The visit became frequent. He came around twice a day. He would ask me, “What do you need on my way coming?” I would tell him something and he would get more than that. The day I was discharged, I didn’t see him in the ward. When I stepped out with my parents by my side, I saw him in an Uber waiting for me. My dad sat in front. Jude sat on my left side and my mom on my right. When the car moved, I put my head on his shoulder. I’d forgotten the hurt. He had paid the price with his presence. I forgave him.

Days later, I asked why he had to lie his way out of my life. He asked what lie and I told him, “Your genotype. I knew it was a lie but was it that important?” He answered, “I didn’t know my genotype at the time I was telling you so I was lying but today, if I tell you I’m AS, it isn’t a lie because I’ve checked.”

I’ve lost many friends because of my situation and I lost them at a point when I needed them the most. The people I call best friends didn’t answer my calls in the night because they knew I was going to ask for their help. In my situation, I can’t afford to be entitled. No one owes me anything. If they do it for me, they do it because they want to or because they love me. I don’t even hate them, the ones who left but since Jude came back into my life, he had never looked back. I haven’t had many serious crises but for each of them that I had, he was there for me from the beginning to the end when I was discharged.

He’s the only one who has seen me naked in a non-sexual way. He tells me he closes his eyes but I know he’s lying. When I’m down and out, nothing will tell him to close his eyes on me. He had seen me at my worst moments and didn’t shiver. This is someone I should appear pretty to because I loved him but we don’t care. My parents call him my brother. Friends think he’s a family, but we haven’t given a name to what exists between us. I refer to him as an ex when I want to tease him.

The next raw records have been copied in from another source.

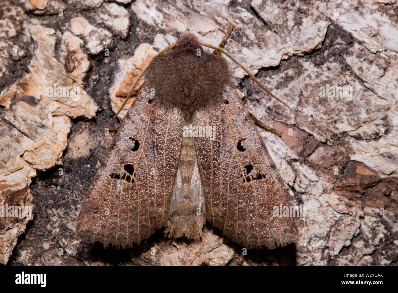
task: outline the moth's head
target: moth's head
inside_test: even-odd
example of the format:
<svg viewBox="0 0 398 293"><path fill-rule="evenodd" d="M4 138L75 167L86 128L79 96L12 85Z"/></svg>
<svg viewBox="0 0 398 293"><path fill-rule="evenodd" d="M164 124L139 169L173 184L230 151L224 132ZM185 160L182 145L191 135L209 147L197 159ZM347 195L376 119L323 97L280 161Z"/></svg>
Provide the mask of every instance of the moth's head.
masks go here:
<svg viewBox="0 0 398 293"><path fill-rule="evenodd" d="M226 61L205 50L192 33L182 33L176 45L155 57L146 71L154 104L192 111L222 102L231 79Z"/></svg>
<svg viewBox="0 0 398 293"><path fill-rule="evenodd" d="M177 42L177 46L200 48L199 43L199 39L192 33L181 33Z"/></svg>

One day at the hospital when he was filling a form for me, the doctor asked what he was to me. I was sick and frail but interested in his answer. I looked at him telling the doctor, “He’s my girlfriend.” When he realized I was looking at him he smiled. I said, “So you’ll never stop lying.” He shrugged. I closed my eyes with deep-seated contentment knowing very well I would open my eyes again and he would be there. We can’t be together as lovers but at this moment in my life, all the love I need, he gives and I’m OK with that.